Marinha diz que navio grego suspeito de derrame transportou óleo da Venezuela

“Imagens de satélite... apontam esse navio como principal suspeito”, afirmou a Marinha em nota.

LEO MALAFAIA via Getty Images

A Marinha informou nesta sexta-feira que, em trabalho coordenado com a Polícia Federal e outros órgãos, foi possível identificar o navio grego suspeito do derrame de petróleo no mar que atingiu o litoral nordestino.

Segundo a Marinha, a embarcação suspeita transportava produto proveniente do terminal San José, na Venezuela, com destino à África do Sul.

“Imagens de satélite... apontam esse navio como principal suspeito”, afirmou em nota.

A PF e o Ministério Público Federal do Rio Grande do Norte, que também está envolvido nas investigações, não divulgaram o nome da empresa.

A Marinha disse ainda que o óleo coletado nas praias do litoral nordestino foi submetido a várias análises em laboratórios que comprovaram ser originário de campos petrolíferos da Venezuela, informações essas que foram complementadas pela verificação de outros parâmetros, como carga, porto de origem, rota de viagem e informações dos armadores.

A Polícia Federal, por meio de geointeligência, identificou uma imagem satélite do dia 29 de julho de 2019, relacionada a uma mancha de óleo, localizada 733,2 km a leste do Estado da Paraíba. Essa imagem foi comparada a imagens de datas anteriores, em que não foram identificadas manchas, de acordo com o comunicado que aponta os caminhos das investigações.

De acordo com a PF, o navio em questão atracou em 15 de julho na Venezuela, onde permaneceu por três dias antes de seguir rumo a Cingapura, vindo a aportar depois apenas na África do Sul.

“O derramamento investigado teria ocorrido nesse deslocamento”, afirmou a PF, acrescentando que cumpre dois mandados de busca e apreensão na cidade do Rio de Janeiro em sedes de representantes e contatos da empresa grega no Brasil.

Segundo a Marinha, “as investigações prosseguem, visando identificar as circunstâncias e fatores envolvidos nesse derramamento (se acidental ou intencional), as dimensões da mancha de óleo original, assim como mensurar o volume de óleo derramado, estimar a probabilidade de existência de manchas residuais e ratificar o padrão de dispersão observado”.

Óleo venezuelano

De acordo com o Instituto Brasileiro do Meio Ambiente (Ibama) e a Petrobras, o óleo encontrado nas praias brasileiras é venezuelano. Segundo a Petrobras, não há dúvida de que é proveniente da bacia Oriental da Venezuela, com características semelhantes ao encontrado em três campos da região, conforme identificado pela estatal após análises realizadas a pedido do governo.

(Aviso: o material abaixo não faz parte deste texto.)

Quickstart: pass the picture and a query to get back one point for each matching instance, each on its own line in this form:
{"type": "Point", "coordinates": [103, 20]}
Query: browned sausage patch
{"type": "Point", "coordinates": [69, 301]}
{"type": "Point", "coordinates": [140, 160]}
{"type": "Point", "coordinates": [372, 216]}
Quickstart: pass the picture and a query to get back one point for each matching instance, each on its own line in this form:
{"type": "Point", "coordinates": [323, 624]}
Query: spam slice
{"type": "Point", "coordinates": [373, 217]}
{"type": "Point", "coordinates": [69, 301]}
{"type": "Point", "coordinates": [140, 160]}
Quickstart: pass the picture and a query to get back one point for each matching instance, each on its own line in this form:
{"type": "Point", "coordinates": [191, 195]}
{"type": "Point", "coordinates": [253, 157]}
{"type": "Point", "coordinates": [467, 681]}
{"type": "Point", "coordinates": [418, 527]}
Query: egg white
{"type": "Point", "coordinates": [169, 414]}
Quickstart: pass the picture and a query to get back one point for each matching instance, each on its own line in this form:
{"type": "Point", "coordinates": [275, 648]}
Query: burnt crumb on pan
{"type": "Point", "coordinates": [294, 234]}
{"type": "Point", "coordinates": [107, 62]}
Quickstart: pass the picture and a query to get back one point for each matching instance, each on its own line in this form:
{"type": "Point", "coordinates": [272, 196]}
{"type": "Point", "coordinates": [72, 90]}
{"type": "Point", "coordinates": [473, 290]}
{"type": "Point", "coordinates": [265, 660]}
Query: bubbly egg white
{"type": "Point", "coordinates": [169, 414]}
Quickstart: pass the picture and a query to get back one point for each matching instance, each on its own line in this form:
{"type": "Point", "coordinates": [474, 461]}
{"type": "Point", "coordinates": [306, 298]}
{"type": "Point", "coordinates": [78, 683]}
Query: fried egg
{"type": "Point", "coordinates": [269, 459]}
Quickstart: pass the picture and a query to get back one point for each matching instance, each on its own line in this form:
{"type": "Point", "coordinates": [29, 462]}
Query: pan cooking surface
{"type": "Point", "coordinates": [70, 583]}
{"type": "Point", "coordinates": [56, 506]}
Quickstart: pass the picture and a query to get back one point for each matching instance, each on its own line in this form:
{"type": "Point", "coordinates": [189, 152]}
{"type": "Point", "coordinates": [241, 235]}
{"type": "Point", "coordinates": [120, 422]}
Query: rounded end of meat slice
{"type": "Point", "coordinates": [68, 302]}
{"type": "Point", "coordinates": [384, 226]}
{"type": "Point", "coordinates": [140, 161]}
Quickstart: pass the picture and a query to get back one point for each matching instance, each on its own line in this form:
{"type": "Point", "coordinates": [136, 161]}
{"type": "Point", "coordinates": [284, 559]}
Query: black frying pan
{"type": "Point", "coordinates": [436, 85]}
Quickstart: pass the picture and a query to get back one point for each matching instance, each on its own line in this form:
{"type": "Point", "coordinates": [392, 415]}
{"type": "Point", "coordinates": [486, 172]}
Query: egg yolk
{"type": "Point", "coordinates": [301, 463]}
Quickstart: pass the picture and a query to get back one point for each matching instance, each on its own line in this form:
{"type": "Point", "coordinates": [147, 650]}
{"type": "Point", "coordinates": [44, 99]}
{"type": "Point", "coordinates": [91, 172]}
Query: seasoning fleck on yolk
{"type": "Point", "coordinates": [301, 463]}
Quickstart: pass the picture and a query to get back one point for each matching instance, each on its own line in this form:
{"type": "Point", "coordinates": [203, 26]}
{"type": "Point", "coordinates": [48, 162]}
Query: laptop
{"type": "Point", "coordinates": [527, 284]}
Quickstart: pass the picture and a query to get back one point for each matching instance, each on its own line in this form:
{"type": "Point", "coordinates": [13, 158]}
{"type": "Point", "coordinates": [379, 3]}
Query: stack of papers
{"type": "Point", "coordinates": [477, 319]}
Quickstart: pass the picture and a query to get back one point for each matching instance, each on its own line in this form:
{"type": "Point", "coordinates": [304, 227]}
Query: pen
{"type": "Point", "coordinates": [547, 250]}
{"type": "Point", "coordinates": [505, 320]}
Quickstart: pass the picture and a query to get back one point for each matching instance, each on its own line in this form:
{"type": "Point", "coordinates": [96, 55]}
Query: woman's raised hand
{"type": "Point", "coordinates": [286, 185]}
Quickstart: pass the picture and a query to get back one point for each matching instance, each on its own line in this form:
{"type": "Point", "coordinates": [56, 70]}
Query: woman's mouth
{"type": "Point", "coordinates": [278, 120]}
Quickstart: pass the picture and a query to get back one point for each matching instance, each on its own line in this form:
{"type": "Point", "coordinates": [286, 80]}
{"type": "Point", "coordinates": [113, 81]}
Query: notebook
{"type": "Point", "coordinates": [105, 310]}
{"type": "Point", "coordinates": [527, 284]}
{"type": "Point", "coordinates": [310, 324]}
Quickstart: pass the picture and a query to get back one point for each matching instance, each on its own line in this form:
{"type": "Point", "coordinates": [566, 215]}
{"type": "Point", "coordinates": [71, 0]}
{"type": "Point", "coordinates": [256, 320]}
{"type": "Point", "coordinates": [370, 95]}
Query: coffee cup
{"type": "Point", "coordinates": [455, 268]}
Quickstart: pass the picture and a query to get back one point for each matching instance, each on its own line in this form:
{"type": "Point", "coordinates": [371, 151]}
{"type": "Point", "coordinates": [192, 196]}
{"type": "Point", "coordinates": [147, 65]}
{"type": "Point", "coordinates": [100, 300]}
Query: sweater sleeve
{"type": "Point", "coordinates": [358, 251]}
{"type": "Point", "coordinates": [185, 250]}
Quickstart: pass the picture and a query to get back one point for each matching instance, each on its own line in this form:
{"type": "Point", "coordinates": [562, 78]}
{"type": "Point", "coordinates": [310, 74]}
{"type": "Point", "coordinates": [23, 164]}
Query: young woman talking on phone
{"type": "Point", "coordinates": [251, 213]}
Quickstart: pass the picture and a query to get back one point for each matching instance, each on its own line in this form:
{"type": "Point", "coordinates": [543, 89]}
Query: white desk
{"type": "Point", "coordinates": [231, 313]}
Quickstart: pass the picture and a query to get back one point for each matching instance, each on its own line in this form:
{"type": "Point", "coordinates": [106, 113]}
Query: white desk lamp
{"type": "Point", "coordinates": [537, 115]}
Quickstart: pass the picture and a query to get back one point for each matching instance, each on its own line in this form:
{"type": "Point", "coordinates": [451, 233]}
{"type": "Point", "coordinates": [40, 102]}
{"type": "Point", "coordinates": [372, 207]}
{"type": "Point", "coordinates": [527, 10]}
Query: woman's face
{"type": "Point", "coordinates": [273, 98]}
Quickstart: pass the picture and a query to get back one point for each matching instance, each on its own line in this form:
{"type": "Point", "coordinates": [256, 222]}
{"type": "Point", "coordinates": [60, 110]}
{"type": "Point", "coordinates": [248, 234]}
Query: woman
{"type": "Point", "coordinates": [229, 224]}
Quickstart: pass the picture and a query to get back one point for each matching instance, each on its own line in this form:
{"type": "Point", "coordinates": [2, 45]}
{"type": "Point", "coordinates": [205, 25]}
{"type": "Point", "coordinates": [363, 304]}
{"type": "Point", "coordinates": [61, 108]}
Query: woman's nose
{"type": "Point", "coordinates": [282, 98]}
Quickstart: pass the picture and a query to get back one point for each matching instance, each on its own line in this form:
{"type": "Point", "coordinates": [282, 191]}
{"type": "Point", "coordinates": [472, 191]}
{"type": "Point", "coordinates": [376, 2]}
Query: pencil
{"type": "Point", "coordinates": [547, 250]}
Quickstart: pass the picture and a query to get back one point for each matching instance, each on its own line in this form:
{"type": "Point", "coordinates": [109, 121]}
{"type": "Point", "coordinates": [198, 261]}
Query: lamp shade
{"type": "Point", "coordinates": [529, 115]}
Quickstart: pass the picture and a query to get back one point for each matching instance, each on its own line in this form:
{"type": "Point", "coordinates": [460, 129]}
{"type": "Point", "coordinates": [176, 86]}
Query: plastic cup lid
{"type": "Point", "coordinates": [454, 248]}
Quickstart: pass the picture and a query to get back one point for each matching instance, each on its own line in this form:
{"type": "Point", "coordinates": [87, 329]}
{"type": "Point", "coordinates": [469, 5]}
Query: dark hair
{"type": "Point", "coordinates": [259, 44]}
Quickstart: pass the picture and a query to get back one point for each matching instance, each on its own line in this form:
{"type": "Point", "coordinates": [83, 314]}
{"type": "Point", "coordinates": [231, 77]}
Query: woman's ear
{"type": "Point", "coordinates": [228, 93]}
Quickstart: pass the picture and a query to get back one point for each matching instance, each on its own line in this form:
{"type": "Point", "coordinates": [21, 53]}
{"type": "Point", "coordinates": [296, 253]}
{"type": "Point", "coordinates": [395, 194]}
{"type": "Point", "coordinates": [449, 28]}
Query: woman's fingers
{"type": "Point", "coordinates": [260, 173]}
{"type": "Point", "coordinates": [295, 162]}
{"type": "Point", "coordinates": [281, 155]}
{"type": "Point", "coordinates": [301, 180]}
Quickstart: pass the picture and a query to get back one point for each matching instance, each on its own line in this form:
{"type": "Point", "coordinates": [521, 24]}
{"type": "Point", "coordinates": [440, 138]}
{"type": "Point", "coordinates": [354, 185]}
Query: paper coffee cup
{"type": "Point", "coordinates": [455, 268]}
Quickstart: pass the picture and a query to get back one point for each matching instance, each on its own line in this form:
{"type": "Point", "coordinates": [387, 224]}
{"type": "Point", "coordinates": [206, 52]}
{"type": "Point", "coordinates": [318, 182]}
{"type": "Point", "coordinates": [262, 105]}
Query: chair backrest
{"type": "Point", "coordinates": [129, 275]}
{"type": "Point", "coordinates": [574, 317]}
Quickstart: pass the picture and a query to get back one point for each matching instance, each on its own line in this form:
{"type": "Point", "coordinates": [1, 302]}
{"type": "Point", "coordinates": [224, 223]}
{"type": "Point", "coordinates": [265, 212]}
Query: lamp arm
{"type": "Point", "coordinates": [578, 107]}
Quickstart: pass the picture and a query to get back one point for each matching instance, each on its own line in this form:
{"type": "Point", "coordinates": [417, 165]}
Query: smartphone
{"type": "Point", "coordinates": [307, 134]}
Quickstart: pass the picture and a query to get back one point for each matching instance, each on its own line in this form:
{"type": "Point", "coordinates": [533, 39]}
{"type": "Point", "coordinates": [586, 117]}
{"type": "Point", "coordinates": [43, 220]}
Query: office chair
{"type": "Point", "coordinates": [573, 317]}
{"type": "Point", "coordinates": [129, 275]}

Segundo as autoridades, a investigação criminal visa impor aos responsáveis, inclusive pessoas jurídicas, as penas do crime de poluição previsto no artigo 54 da lei ambiental, bem como o crime do artigo 68 da mesma lei, decorrente do fato de não ter havido comunicação às autoridades acerca do incidente.

Em nota, o MPF potiguar informou que a diretoria de Inteligência da PF ―com base em informações da Marinha― concluiu que “não há indicação de outro navio... que poderia ter vazado ou despejado óleo, proveniente da Venezuela”.

Ainda de acordo com o MPF, esse mesmo navio ficou detido nos Estados Unidos por quatro dias, devido a “incorreções de procedimentos operacionais no sistema de separação de água e óleo para descarga no mar”.

“O sistema de rastreamento da embarcação confirma a passagem pelo ponto de origem, após ter atracado na Venezuela ―país desenvolvedor do óleo derramado―, ao seguir viagem para a África do Sul e Nigéria”, disse a nota.

Segundo o MPF, “há fortes indícios de que a (empresa), o comandante e tripulação do navio deixaram de comunicar às autoridades competentes acerca do vazamento/lançamento de petróleo cru no Oceano Atlântico”.